Accommodating neurodiverse people can provide a huge advantage for employers looking to retain talent. The current focus has predominantly been placed on arranging inclusive policies, programs and procedures – but progressive employers should recognise that workplace design should also play a part.
Often being more sensitive to sensory stimuli, people with autism can become particularly distracted and uncomfortable from everyday sounds. That’s where Sound Masking can help.
How Can Sound Masking Support Your Neurodiverse Employees?
Neurodivergent people are often more sensitive to sensory stimuli, including noises.
Sound Masking creates a more comfortable acoustic environment for everyone and helps your neurodivergent employees to thrive.
Sound Masking creates a constant ambient sound which is operated at a low level, typically somewhere around 45dBA and sounds like air movement. This will be a benefit for people who have neurodivergence, as everyday sounds blend into the background and become less disabling or distracting.

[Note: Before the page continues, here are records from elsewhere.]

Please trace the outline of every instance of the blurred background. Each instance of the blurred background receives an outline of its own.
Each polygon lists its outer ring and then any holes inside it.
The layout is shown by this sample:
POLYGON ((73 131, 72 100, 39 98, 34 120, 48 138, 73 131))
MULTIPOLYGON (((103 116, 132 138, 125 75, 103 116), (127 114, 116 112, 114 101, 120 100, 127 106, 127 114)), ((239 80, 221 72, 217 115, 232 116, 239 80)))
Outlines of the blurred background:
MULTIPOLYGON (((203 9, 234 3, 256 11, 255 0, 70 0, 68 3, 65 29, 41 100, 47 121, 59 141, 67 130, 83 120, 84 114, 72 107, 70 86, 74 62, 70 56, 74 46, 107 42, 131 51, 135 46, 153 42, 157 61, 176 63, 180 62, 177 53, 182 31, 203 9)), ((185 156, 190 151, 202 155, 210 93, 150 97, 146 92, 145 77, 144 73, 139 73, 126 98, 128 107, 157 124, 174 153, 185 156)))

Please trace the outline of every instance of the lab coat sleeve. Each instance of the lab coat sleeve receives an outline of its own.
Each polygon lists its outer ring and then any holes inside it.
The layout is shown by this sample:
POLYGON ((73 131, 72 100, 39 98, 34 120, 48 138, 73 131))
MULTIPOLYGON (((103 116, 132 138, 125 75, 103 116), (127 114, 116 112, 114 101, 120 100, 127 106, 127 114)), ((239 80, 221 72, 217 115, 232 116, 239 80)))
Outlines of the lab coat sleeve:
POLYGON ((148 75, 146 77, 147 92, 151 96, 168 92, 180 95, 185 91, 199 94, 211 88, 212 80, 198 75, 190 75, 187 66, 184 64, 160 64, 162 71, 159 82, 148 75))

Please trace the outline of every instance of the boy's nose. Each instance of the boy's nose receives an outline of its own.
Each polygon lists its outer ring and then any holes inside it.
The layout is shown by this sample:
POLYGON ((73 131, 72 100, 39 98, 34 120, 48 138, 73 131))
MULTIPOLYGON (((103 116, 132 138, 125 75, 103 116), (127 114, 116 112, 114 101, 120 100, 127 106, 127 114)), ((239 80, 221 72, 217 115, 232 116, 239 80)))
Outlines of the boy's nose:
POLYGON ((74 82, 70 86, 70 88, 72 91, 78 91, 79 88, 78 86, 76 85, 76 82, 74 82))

Can Sound Masking Help Misophonia?
There are also specific noise sensitivity conditions, such as misophonia and phonophobia, which are closely related within the bracket of neurodivergent.
Misophonia is a disorder in which certain sounds trigger emotional or physiological responses, such as anger or disgust. According to Specsavers, nearly one in five people have misophonia.
Common triggering noises include sniffing, heavy breathing, yawning or chewing. Even pen clicks or the opening of plastic food wrappers can trigger discomfort.
All of these sounds are common in the open-plan office and can make the workplace an uncomfortable and distracting sensory environment for people with misophonia.
Sound Masking can help soften these everyday noises, fading them into the background or even making them imperceptible.
Other Environmental Conditions
Thermal conditions and light levels are also important environmental conditions to consider for neurodivergent individuals. People who are autistic can also be more sensitive to light, so monitoring light levels is also important.
An increasingly neurodiverse workforce means that non-progressive employers could be missing out on retaining or attracting additional talents of those who think differently.
By supporting employees who are neurodiverse, you can improve productivity and overall wellbeing in the workplace. You can also increase employee retention and encourage more neurodiverse individuals to join your workforce and contribute new perspectives and talent.
Neurodiverse thinkers often possess exceptional talents including innovative thinking, creative storytelling, empathy, design thinking, pattern recognition, coding and problem solving.